9. The speech recognition device according to claim 8, wherein the extraction unit is configured to 0:

10. The speech recognition device of any of claims 7-9, wherein the class 5 module is configured to: and clustering the acoustic feature vectors by adopting a pre-trained clustering model to obtain the speaker label and a time label corresponding to the speaker label.

11. The speech recognition apparatus of claim 10, wherein the clustering model includes a generation submodel, an assignment submodel, and a conversion submodel, and the clustering module is configured to 0 be:

and inputting the voiceprint sequence corresponding to the speaker tag into the conversion sub-model to obtain a time tag corresponding to the speaker tag of the 5 speakers.

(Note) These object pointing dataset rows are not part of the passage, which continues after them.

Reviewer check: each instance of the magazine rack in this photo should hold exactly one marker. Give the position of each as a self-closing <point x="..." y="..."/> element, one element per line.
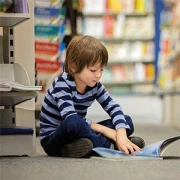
<point x="14" y="140"/>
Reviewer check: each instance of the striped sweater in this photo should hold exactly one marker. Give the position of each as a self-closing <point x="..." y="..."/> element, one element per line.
<point x="63" y="100"/>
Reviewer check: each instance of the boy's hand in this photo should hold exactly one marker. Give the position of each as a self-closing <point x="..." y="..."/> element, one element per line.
<point x="124" y="144"/>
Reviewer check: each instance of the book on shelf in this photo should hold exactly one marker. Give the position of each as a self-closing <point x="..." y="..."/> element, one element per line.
<point x="8" y="85"/>
<point x="21" y="6"/>
<point x="155" y="150"/>
<point x="49" y="3"/>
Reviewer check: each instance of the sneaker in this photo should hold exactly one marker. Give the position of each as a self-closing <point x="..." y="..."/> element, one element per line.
<point x="137" y="141"/>
<point x="77" y="149"/>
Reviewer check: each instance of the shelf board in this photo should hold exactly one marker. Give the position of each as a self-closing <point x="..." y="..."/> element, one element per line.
<point x="118" y="40"/>
<point x="133" y="14"/>
<point x="14" y="98"/>
<point x="12" y="19"/>
<point x="127" y="61"/>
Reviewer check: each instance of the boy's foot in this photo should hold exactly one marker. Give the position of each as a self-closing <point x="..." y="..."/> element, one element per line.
<point x="137" y="141"/>
<point x="77" y="149"/>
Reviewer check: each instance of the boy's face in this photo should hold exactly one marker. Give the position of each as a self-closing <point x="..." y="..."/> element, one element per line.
<point x="89" y="76"/>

12. The speech recognition device of any of claims 7-11, the recognition module configured to:

according to the speaker tag and the time tag, dividing the voice data to obtain statement data corresponding to 0 of the speaker tag and the time tag;

recognizing the statement data to generate a statement recognition result;

13. An electronic device, comprising:

at least one processor; and

the memory stores instructions executable by the at least one processor to enable the at least one processor to perform the method of any one of claims 1-6.

14. A non-transitory computer readable storage medium having stored thereon computer instructions for causing the computer to perform the method of any one of claims 1-6.

15. A computer program product comprising a computer program which, when executed by a processor, implements the method according to any one of claims 1-6.